Entretanto, mesmo esse número exige considerar que nem todos os produtos são pesticidas na acepção mais restritiva, pois inclui produtos como adjuvantes, reguladores de crescimento, rodenticidas, desinfetantes, entre outros. Considere-se, igualmente, que nem todo o pesticida que consta da base é de uso agrícola, porque há outros usos, como domissanitários ou em saúde pública. Os dez países listados como aqueles com o maior uso de pesticidas na base da FAO (2020) são apresentados na Tabela 1, na qual o Brasil é o segundo colocado.
Entrementes, é importante considerar outros aspectos que devem modular a análise. O volume de uso pouco significa. Será traçado aqui um comparador. O município de São Paulo possui a maior frota de automóveis do Brasil. Mas também possui a maior população. Se verificado o número de automóveis per capita, São Bernardo do Campo é o líder nesse quesito; São Paulo é o sexto colocado, mesmo com a enorme pressão para uso de transporte individual na cidade.

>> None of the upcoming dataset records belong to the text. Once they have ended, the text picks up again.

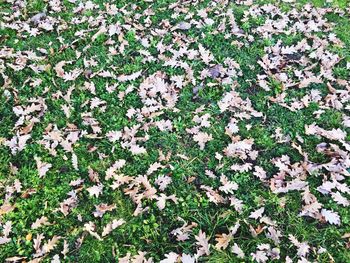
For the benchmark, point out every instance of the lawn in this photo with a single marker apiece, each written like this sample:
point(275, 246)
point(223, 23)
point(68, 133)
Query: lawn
point(174, 131)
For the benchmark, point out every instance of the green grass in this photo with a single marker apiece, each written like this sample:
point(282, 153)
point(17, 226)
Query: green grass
point(151, 231)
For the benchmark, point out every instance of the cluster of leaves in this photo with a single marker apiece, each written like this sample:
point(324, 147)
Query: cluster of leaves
point(174, 131)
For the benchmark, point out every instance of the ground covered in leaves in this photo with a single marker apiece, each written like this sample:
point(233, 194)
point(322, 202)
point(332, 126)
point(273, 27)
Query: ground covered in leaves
point(174, 131)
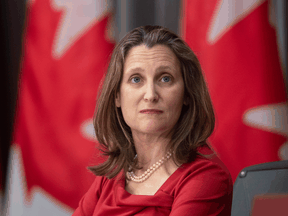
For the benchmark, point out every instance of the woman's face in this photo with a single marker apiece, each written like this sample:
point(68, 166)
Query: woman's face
point(152, 90)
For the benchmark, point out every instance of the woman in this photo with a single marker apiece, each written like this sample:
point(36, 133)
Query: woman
point(153, 114)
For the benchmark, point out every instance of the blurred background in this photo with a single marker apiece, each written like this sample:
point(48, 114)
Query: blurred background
point(54, 54)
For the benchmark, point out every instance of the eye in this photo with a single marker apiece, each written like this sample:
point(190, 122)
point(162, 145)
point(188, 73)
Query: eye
point(166, 79)
point(135, 79)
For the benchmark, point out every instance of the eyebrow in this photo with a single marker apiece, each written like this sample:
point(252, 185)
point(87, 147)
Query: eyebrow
point(139, 69)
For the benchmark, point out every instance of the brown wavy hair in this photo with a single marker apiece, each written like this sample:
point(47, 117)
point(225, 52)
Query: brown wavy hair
point(195, 124)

A primeira consideração é óbvia: quanto maior a produção agrícola de um país, tanto maior será o uso de insumos, máquinas e implementos – o que inclui pesticidas. Uma derivada é que quanto mais alta a produtividade de um cultivo, a princípio, também aumenta a necessidade de uso de pesticidas.
Países frios, menos uso
Também deve ser considerada uma diferença regional muito importante. Países frios ou temperados, que têm uma janela de cultivo estreita (normalmente um único cultivo/ano, com duração máxima de cinco meses), têm muito menos problemas de pragas que países situados nas faixas tropical e subtropical do planeta. Esses países caracterizam-se por sistemas de produção com dois a três cultivos por ano, normalmente ocupando quase que de maneira integral os 12 meses.
Dessa forma, é muito mais lógico utilizar índices que levem em consideração alguns dos fatores acima para ponderar o uso de pesticidas em função do tamanho do agronegócio de um país. Dois deles são muito utilizados internacionalmente. O primeiro calcula quanto de pesticida é utilizado por unidade de área utilizada na agricultura.
Assim, divide-se o total referido na Tabela 1 – mesmo sabendo que nem todo o volume é de pesticida stricto sensu, e nem todo ele é utilizado na agricultura – pela área total de produção agrícola do país. Os resultados são apresentados na Tabela 2. Verifica-se que o Brasil é o 14º colocado na lista, muito distante de ser o país que mais utiliza pesticidas por unidade de área.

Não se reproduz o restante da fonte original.